Worked Example: A 7-Day Recovery Timeline
How the 6 steps actually slot into a week. Imagine a typical user we'll call Maya — 34, marketing manager, types her primary Gmail into HIBP and finds 5 hits: Adobe 2013, LinkedIn 2021, Ticketmaster 2024 (Snowflake), NPD 2024, Synthient 2025.
| Day | Action | Time |
|---|---|---|
| 1 | Change Gmail password to a 1Password-generated 20-character string. Activate a passkey on Gmail. | 20 min |
| 2 | Import all 84 Chrome-saved passwords into 1Password. Watchtower flags 41 reused. Rotate the top 10 most-exposed. | 40 min |
| 3 | Freeze credit at Equifax, Experian, and TransUnion. Set up Google Alerts on name, email, phone. | 30 min |
| 5 | Add a YubiKey 5C as backup 2FA on Gmail and the primary bank account. | 20 min |
| 7 | Sign up for SimpleLogin.

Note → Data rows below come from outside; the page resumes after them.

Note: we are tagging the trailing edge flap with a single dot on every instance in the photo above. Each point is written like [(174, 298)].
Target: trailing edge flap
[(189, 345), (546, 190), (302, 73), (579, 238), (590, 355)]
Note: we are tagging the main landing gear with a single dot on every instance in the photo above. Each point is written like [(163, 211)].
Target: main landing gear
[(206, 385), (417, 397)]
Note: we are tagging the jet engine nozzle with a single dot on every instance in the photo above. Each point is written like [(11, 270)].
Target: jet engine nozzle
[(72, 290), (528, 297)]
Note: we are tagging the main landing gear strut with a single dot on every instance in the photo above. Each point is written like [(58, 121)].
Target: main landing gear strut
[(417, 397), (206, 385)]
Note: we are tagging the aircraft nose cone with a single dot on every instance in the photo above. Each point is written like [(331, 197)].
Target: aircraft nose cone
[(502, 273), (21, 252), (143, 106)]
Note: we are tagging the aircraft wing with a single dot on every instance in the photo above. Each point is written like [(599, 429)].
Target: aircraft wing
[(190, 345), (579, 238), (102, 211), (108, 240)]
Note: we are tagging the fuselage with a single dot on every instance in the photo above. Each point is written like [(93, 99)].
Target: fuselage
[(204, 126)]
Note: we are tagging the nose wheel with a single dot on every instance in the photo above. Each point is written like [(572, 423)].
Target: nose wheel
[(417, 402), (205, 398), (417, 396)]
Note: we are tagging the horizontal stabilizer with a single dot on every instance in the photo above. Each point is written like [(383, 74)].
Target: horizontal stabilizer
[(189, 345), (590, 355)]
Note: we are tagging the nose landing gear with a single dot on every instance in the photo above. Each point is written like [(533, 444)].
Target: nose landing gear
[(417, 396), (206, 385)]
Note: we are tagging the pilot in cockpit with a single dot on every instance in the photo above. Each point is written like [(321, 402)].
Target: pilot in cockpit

Switch new signups to aliases going forward. | 15 min |
Total: about 3 hours. The result: credential stuffing against her becomes useless because every account now has a unique password; SIM swap can't compromise her bank because hardware-key 2FA replaced SMS; future breaches won't expose her real email. None of this requires technical expertise — just a focused afternoon.
The Honest Conclusion
Data breaches are no longer rare events worth a single news cycle. ITRC's 2025 numbers say 80% of US adults already received a breach notice in the past year. The question isn't whether your data will leak; it's whether you've set up the response so the next leak takes 1 hour instead of 1 month of damage. Six steps. Three hours. And then a habit of checking HIBP every few months and rotating any passwords flagged.